The goal of your project is to predict the manner in which they did the exercise. This is the “classe” variable in the training set. You may use any of the other variables to predict with.
We propose a dataset with 5 classes (sitting-down, standing-up, standing, walking, and sitting) collected on 8 hours of activities of 4 healthy subjects.
Goal will be to use data from accelerometers on the belt, forearm, arm, and dumbell of 6 participants. They were asked to perform barbell lifts correctly and incorrectly in 5 different ways. More information is available from the website here (see the section on the Weight Lifting Exercise Dataset).

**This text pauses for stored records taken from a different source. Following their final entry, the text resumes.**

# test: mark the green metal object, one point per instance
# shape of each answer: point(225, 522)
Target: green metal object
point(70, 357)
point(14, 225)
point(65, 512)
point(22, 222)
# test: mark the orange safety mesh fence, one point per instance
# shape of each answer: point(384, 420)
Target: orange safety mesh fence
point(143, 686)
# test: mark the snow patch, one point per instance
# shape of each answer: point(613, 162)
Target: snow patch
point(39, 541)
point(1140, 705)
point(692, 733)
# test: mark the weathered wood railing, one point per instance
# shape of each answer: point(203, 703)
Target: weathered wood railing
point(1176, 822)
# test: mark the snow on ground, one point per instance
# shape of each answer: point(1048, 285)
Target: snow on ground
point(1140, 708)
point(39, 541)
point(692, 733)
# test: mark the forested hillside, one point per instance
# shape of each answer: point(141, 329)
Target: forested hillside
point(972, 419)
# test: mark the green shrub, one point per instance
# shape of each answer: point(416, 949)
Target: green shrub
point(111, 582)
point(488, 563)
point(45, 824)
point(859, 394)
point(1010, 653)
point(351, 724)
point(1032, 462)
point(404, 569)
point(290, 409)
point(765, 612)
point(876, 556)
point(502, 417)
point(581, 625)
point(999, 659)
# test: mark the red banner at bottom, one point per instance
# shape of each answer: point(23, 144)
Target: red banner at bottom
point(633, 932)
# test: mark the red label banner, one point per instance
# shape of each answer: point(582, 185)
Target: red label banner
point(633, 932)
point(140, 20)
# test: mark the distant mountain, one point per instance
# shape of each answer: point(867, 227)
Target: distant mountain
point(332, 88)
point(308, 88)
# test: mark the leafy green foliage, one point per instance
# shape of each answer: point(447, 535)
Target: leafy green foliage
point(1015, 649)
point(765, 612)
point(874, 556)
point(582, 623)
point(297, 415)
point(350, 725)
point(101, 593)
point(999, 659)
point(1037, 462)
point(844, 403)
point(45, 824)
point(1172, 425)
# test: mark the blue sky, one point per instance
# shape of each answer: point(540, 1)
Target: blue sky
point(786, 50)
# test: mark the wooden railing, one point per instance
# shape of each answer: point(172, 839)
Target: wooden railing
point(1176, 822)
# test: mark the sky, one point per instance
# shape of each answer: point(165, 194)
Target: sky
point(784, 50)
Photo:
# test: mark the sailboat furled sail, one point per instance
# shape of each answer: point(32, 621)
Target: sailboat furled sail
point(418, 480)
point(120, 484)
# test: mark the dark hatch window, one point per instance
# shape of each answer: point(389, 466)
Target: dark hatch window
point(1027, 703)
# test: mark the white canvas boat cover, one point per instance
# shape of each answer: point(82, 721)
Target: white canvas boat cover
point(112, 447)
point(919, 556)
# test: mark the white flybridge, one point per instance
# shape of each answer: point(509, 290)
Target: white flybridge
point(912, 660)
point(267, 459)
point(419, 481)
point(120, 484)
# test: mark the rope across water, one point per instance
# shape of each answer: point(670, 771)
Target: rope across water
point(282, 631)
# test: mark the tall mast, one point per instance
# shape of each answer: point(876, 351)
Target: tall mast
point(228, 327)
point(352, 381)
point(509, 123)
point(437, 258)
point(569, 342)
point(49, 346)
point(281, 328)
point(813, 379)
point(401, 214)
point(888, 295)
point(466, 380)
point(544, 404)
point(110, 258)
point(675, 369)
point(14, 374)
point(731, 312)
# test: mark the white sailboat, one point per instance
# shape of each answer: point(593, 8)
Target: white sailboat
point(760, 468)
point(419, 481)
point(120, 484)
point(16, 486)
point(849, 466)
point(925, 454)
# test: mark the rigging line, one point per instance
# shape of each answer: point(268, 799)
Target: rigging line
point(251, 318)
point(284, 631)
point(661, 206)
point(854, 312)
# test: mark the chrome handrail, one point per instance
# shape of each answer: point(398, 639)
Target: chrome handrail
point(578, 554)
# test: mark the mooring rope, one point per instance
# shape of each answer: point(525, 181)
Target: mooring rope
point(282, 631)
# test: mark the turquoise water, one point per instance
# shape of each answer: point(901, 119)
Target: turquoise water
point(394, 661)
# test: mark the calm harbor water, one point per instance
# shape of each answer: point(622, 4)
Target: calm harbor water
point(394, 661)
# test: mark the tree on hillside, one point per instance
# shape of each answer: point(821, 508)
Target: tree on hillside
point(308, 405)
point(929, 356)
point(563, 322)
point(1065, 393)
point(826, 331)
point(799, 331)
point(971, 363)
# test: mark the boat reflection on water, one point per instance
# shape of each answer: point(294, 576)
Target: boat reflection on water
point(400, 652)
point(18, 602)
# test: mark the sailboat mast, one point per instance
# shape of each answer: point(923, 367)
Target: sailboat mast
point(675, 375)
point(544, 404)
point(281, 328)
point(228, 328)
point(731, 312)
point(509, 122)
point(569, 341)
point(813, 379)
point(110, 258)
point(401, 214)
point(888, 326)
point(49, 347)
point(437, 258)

The data for this project come from this source - The training data for this project are available here - The test data are available here
# import libraries
library(plotly);library(caret);
# import data
train <- read.csv("pml-training.csv")
test <- read.csv("pml-testing.csv")
First we need to clean up our dataset and only use column with data. - Remove unwanted columns - Handle NAs
# removing columns with NAs
train <- train[, colSums(is.na(train)) == 0]
NZV <- nearZeroVar(train)
train <- train[, -NZV]
# removing columns with unneeded data
train <- train[, -c(1:7)]
# examine our objective column
plot_ly(x = train$classe, type = "histogram", histnorm = "probability") %>%
layout(title = "Propotion of Classe variable in Train dataset",
xaxis= list(title = "Classe"), yaxis= list(title = "Probability") )
Two main techniques will be Random Forest & Decision Tree modeling.
library(rpart)
library(rpart.plot)
# create training, validation
inTrain <- createDataPartition(train$classe, p = 0.7, list = FALSE)

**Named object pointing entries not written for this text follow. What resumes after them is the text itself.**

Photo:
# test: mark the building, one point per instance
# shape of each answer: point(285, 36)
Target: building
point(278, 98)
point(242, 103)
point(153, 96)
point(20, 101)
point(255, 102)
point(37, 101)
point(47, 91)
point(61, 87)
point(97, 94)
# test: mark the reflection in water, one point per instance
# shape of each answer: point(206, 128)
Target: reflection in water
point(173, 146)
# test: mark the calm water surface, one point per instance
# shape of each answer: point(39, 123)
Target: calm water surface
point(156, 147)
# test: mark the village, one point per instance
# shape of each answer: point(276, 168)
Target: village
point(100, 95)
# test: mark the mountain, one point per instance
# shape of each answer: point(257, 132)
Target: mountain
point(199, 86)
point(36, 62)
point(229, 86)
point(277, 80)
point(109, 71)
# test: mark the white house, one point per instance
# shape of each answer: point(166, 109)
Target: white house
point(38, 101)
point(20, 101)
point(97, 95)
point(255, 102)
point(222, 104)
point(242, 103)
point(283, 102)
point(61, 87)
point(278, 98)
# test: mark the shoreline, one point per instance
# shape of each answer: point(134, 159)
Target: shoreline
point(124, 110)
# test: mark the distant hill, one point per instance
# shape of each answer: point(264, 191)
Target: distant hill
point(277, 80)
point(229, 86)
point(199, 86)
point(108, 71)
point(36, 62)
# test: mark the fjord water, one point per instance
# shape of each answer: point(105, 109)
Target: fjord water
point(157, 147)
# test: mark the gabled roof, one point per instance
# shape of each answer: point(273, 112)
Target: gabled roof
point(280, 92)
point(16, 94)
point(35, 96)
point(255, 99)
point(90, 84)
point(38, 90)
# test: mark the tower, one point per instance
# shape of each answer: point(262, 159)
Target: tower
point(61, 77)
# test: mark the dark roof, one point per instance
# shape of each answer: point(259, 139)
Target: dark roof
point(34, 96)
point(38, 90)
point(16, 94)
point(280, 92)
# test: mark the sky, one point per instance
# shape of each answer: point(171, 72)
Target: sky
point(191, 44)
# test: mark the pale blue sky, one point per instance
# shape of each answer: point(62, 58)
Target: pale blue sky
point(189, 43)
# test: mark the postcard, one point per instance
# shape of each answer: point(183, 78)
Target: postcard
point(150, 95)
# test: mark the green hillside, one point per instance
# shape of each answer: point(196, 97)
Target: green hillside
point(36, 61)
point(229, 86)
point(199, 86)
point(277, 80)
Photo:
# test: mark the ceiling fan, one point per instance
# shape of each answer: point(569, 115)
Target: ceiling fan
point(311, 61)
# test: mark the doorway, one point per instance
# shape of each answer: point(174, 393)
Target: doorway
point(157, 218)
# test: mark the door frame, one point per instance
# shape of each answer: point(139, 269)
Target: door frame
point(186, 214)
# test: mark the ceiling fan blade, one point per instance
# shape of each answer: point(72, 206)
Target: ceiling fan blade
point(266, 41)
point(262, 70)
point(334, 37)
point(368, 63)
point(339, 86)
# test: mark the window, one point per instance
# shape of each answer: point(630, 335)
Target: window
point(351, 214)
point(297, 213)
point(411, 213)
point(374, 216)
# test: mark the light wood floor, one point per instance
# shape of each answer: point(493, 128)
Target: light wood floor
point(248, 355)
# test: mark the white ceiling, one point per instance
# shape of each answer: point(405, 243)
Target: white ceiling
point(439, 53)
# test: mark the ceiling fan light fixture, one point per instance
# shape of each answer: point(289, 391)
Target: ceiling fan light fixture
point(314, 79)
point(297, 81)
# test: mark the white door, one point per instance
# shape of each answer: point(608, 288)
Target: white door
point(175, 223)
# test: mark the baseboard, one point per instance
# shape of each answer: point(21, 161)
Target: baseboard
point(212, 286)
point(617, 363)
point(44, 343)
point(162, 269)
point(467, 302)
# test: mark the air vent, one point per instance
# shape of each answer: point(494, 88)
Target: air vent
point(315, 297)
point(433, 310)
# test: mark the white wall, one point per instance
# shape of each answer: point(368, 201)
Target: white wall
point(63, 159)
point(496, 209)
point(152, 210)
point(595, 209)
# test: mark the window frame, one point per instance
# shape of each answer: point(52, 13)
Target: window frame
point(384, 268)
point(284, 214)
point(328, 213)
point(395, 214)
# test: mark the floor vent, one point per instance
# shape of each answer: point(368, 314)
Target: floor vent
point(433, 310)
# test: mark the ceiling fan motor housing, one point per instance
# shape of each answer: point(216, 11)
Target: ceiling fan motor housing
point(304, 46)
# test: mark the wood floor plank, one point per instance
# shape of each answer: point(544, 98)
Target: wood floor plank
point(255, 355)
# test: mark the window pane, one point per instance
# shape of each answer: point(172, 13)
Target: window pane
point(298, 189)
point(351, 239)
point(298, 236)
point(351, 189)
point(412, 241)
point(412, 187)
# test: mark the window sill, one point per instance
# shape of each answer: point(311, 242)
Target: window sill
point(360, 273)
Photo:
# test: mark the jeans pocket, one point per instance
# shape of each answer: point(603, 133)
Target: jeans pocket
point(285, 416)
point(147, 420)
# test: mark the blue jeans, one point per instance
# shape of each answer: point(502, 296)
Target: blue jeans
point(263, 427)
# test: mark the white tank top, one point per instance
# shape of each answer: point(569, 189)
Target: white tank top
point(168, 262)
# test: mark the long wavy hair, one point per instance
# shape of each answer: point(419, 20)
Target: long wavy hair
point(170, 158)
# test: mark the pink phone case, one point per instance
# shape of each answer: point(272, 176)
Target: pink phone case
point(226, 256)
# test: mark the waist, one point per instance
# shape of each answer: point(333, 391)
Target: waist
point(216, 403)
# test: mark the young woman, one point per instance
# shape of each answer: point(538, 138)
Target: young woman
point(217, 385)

training <- train[inTrain, ]
validation <- train[-inTrain, ]
training$classe <- as.factor(training$classe)
validation$classe <- as.factor(validation$classe)
# build model & plot result
mod1 <- rpart(classe ~ ., data = training, method = "class",na.action = na.pass)
rpart.plot(mod1, main="Model#1: Decision Tree")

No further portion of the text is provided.